Let not your heart be troubled: ye believe in God, believe also in me In my Father’s house are many mansions: if it were not so, I would have told you. I go to prepare a place for you

And if I go and prepare a place for you, I will come again, and receive you unto myself; that where I am, there ye may be also.

John 14:1-3

4 thoughts on “In My Father’s House

  1. Christian says:

    Hi Ingrid,

    I know the street you’re talking about — I interviewed for a job in Milwaukee and was dazzled by how well-preserved the mansions are. (In Cleveland, where I’m from, a lot of the old architecture is no longer what it once was.)

    Thank you for putting them in proper perspective — they’re nice, sure, but they pale in comparison to the inheritance we have in Christ, laid up and reserved in Heaven, where moth and rust do not destroy and thieves do not break in and steal. There is our true Treasure, our Redeemer Christ. When I, as I sometimes do, become enamored of the things of this life, I must always remember what is temporal, and what is eternal. Grand houses are fun to stroll by, but we will worship at the feet of our God for eternity.

    I’m happy to read you had a good time! Thank you for all you do. You will certainly have a mansion in Heaven yourself one glorious day!

  2. mel says:

    Thank you for the reminder! Truly we are not home yet. I pray we are never so comfortable in this world that we are not looking forward to the next! I am so thankful that Jesus is preparing a home for me! It is also so important that we remember that things of beauty- be it mansions, music, nature, etc.- can and should point us to the Creator. As I homeschool my kids, I try to always show them God’s handiwork in the world around us. Yes, even the stones cry out His name!

    Thank you for all you do here and on Crosstalk, Ingrid.

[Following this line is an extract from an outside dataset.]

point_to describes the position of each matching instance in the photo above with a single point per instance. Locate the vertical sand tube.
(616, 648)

Coming here is one of the highlights of my day.


  3. Mrs. U says:

    What a wonderful post!!! I’m sitting here with tears as I imagine walking the streets of gold with my Savior and learning who lives where in Heaven!! What a glorious time it will be!!!

    Mrs. U

    PS- I just LOVE the way you write!! I’ve never been to Milwaukee, but I could see so clearly the mansion lined street as you described it. Thank you for using your gift to bring honor to the Lord! 🙂

  4. Carol says:

    Thank you for reminding us that while the seemingly grand mansions made by human hands, pale in comparison to what Jesus is preparing for His saints! In this age of carnal Christianity, many would wish to gain such a place in this life, but for what? It would only be ours for a short time and then become someone else’s after we’re gone.

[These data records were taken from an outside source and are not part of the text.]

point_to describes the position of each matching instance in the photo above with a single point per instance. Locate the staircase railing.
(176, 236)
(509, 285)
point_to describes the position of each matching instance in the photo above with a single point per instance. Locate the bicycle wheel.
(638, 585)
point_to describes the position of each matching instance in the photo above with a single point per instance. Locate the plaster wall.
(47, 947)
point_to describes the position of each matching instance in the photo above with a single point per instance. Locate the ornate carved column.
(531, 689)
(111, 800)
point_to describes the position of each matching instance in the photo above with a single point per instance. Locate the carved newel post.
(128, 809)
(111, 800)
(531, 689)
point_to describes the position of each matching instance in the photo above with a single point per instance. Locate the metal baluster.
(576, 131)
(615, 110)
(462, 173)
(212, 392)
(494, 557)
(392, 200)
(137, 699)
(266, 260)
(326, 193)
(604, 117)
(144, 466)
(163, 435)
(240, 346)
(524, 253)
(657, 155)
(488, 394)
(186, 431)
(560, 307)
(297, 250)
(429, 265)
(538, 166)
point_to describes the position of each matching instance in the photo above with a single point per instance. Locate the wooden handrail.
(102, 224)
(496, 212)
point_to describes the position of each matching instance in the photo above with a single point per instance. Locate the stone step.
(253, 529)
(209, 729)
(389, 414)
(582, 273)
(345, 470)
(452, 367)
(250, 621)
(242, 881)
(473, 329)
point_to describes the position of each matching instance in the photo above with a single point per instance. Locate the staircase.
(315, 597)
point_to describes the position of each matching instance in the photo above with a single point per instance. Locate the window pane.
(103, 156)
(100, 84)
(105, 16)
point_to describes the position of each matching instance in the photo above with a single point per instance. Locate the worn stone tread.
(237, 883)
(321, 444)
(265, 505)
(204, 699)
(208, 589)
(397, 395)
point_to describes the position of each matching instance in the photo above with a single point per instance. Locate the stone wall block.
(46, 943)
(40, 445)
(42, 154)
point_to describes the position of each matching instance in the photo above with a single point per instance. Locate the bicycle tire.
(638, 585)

    But the eternal glory that is coming, we can only imagine, and those images we have would not be able to comprehend it all.But we look to that time, and we must live our lives today preparing for eternity. Many Christians lose sight of the eternal glory to come, being caught up in this life and trying to obtain their “best life” NOW..How sad this view is, for to have the “best life” now…is not going to last into eternity. We may suffer through things here, but how we respond to those sufferings will prepare us for our reward in heaven. Eternity lasts far longer than “now”…It’s unfortunate that most people are blinded by the glare of the glitzy Christianity and miss the true Biblical way of living.